2019年全球经济乱中求安

《商界评论》 2019-03-04

随着全球经济复苏陷入踟蹰,长期累积的经济金融风险和地缘政治风险将愈加显现。

2019年,六大全球性风险或将交叠共振,构建更为复杂严峻的风险格局。在此格局下,关注风险重心的时序轮动,明辨风险共振的交点和缝隙,将是全球金融市场趋利避害、乱中求安的关键。

第一,全球贸易摩擦风险。

2018年全球贸易摩擦从冲动变为行动,而2019年其负面影响将加速兑现,上升为首要的“灰犀牛”风险。从贸易摩擦的走势来看,根据IMF预测数据,作为全球贸易摩擦的策源点,2019年美国的经常账户赤字将同比扩大26.4%,年度增幅触及2000年后峰值,表明其贸易逆差正在加速恶化,有望继续支撑其贸易保护主义维持高位。

因此,全球贸易摩擦常态化的趋势正在加强,短期内难有明显舒缓。

第二,全球风险偏好逆转。

2018年1月,笔者的报告曾指出,风险偏好的盛极而衰将成为全球市场的真实威胁。这一论断在2月和10月的全球市场振荡中得到验证。

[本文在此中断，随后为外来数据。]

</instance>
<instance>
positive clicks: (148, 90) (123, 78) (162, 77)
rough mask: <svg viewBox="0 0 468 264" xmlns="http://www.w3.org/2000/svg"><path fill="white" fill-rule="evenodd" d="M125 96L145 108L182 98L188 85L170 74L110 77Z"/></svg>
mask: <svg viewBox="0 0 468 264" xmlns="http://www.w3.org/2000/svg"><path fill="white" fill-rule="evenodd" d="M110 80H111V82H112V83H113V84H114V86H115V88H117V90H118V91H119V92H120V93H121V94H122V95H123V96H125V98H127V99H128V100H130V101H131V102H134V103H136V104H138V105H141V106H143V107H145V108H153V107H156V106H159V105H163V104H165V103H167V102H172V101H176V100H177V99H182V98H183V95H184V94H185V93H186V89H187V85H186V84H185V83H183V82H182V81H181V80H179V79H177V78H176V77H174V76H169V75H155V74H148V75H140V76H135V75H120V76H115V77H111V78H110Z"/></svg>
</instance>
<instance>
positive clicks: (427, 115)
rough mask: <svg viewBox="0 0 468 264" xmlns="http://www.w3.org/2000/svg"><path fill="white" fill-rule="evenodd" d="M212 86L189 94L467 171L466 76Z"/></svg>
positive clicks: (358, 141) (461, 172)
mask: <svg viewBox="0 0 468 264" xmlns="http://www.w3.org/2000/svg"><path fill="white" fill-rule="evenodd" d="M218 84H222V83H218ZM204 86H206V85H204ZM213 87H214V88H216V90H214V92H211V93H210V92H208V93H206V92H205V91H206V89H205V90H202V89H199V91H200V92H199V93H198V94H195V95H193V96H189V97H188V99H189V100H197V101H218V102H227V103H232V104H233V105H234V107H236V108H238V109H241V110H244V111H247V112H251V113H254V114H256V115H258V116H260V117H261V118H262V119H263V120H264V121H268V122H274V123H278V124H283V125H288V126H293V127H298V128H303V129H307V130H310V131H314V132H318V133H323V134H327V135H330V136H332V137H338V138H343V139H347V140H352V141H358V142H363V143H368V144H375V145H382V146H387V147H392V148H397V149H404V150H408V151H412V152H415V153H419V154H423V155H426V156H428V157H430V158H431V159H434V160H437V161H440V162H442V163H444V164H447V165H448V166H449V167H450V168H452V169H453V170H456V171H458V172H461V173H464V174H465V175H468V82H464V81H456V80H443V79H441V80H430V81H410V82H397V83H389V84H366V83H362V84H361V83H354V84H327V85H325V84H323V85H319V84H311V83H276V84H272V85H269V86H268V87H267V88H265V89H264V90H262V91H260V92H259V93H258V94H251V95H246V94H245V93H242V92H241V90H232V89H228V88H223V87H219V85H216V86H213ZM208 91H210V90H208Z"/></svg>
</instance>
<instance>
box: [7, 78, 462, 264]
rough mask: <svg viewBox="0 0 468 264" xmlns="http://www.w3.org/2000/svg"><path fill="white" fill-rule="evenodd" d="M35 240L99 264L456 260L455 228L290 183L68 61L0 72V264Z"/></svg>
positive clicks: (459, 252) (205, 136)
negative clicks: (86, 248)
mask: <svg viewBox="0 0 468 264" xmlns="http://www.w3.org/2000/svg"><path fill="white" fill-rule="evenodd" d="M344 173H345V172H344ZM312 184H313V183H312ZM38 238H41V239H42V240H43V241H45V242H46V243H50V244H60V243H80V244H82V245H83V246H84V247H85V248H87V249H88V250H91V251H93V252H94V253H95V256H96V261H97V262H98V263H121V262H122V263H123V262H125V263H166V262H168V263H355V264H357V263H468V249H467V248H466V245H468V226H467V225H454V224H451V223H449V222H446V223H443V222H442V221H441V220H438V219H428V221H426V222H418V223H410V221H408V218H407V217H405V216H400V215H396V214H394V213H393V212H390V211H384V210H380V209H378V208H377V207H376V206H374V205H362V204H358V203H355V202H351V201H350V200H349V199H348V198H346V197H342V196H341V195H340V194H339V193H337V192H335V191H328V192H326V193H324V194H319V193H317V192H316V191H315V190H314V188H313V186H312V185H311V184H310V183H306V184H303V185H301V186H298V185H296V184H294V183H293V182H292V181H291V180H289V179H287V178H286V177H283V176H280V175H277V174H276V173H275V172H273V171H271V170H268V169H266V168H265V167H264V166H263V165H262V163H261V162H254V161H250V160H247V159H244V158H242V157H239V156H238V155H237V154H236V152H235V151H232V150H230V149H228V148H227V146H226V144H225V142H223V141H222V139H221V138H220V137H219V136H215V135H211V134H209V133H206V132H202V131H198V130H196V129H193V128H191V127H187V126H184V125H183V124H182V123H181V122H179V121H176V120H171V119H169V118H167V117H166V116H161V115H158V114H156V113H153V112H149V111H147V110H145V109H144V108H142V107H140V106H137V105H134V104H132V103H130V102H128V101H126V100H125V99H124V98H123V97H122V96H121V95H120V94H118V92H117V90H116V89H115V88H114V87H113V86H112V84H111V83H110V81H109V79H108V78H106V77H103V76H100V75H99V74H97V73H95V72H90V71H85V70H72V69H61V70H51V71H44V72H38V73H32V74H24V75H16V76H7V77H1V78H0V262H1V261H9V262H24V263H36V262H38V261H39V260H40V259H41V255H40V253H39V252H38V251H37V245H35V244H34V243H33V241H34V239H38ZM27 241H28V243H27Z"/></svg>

2019年,这一“灰犀牛”风险有可能进一步增强,新一轮的“金融-经济”风险冲击链条已经形成,其威胁将贯穿全年。就金融市场而言,历经2018年的调整之后,全球风险偏好已处于敏感脆弱的非稳态,将成为风险冲击的触发器。

第三,新兴市场货币风险。

一方面,由于2019年美联储将大概率放缓加息节奏,美国经济增速亦将从高位下滑,因此美元指数预计将上行乏力。另一方面,在贸易摩擦常态化的背景下,“竞争性贬值”的阴影难以消散,叠加全球风险偏好的骤然逆转,可能导致国际资本的间歇式回流,部分基本面薄弱、过度依赖外债的新兴市场将面临较大风险隐患。

2019年新兴市场排名前十的危险货币依次为:越南盾、墨西哥比索、白俄罗斯卢布、南非兰特、委内瑞拉玻利瓦尔、阿根廷比索、巴西雷亚尔、沙特里亚尔、土耳其里拉、印尼盾。

第四,美国政策异变风险。

其一,特朗普贸易政策的走向。中期选举之后,遏制中国长期崛起、维护美国领先地位,已经成为美国两党共识。双方开启全面冷战的概率极小,但是进行可控的、常态化政策博弈的可能性较大。

其二,美联储缩表路径的选择。2019年年中,由于联邦基金利率将大概率升至3%附近,触及长期中性水平,美联储的政策组合有较大可能从“快加息+慢缩表”切换为“慢加息+快缩表”。如果这一政策调整与贸易摩擦的外部冲击交叠,则可能导致长端流动性过度收紧,10年期美债上升速度超过市场承受能力,从而引发美股、高收益债券等风险资产定价的深度调整。

第五,欧洲一体化倒退风险。

2019年,随着经济复苏的疲弱,欧洲内部发展的不均衡性将再度凸显,区域一体化预计将遭遇“两点一线”的挑战。

风险点之一在于南欧隐患。

历经危机十年,南欧国家人均GDP增长落后于欧元区整体,失业率居高不下,金融体系趋于脆弱,已成为欧洲“危机回潮”中的最弱一环。2019年,由于经济下行风险的扩大和结构性改革的阵痛,欧洲民粹政治势力有望迎来新一轮涨潮,并有较高概率在2019年5月欧洲议会选举中,形成反对区域一体化的统一阵线。如果这一情景发生,则将在短期内制约欧洲对南欧、英国两大风险点的应对,长期则将削弱欧洲复苏的核心动能。

第六,区域冲突失控风险。

较之于2018年、2019年朝鲜局势有望继续舒缓,但是中东乱局将面临“双层博弈嵌套”,冲突预计将趋于白热化。

第一层,是美国、欧盟、俄罗斯围绕大国地缘安全的博弈,焦点在于叙利亚局势。第二层,是沙特、伊朗、土耳其围绕地区领导权的博弈,焦点在于美国与沙特的双边关系。中东乱局的升级还将对全球经济金融形成三重冲击。

第一,作为博弈的核心工具,油价将加剧波动,呈现长期振荡态势。第二,中东难民问题将持续发酵,并与欧洲民粹势力崛起相互碰撞,成为欧洲社会分裂的加速器。第三,随着地区局势的动荡,沙特和土耳其的金融市场预计将受到频繁冲击。